At the OCC, the operational-risk assessment feeds into a report card known as CAMELS ratings, grading firms on a one-to-five scale for each component — capital adequacy, asset quality, management, earnings, liquidity and sensitivity to market risk.
Those grades create an overall rating that determines the degree of scrutiny or leeway a firm faces, including the activities it can engage in and how much capital it has to hold.
The OCC didn’t comment specifically on the nonpublic findings. In a statement, the regulator said that Acting Comptroller Michael Hsu has “consistently discussed the need for banks to guard against complacency and actively manage their risks in order to build and maintain trust in the federal banking system.”
Operational risk is meant to cover a range of potential threats to banks beyond loans going bad or market swings causing losses.
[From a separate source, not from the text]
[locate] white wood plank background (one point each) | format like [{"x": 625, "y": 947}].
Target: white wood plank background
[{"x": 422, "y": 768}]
That can include anything from employee mistakes and legal troubles to natural disasters and technology snafus.
Banks have to show regulators plans for managing such risks, and they have to hold capital against those threats, a requirement that’s long been debated because they’re harder to measure than credit or market risks.
The harsh grades are part of sweeping regulatory scrutiny in the wake of the record-setting bank failures last year, after which regulators vowed to do more to identify and act on problems.
The OCC’s large bank portfolio ranges from regional lenders with at least $50 billion in assets to the megabanks with trillions.
Hsu said in a congressional testimony in May 2023 that, while none of the banks that had just failed were overseen by the OCC, he reviewed his agency’s processes and emphasized the need for “timely and forceful supervisory action.”
The agency calls operational risk the “broadest component” of its supervisory framework, and it functions as something of a catch-all as the technology banks rely on develops. In a report last month, the OCC said that aspect is “elevated” as the industry responds to “an evolving and increasingly complex operating environment.”
Last year, the OCC, Federal Reserve and Federal Deposit Insurance Corp. released guidance for banks on how to mitigate risks from third-party vendors. The agencies said that “the use of third parties, especially those using new technologies, may present elevated risks” and instructed firms on how to monitor such activities.
The agencies doubled down earlier this year, issuing a warning on the use of outside artificial intelligence tools.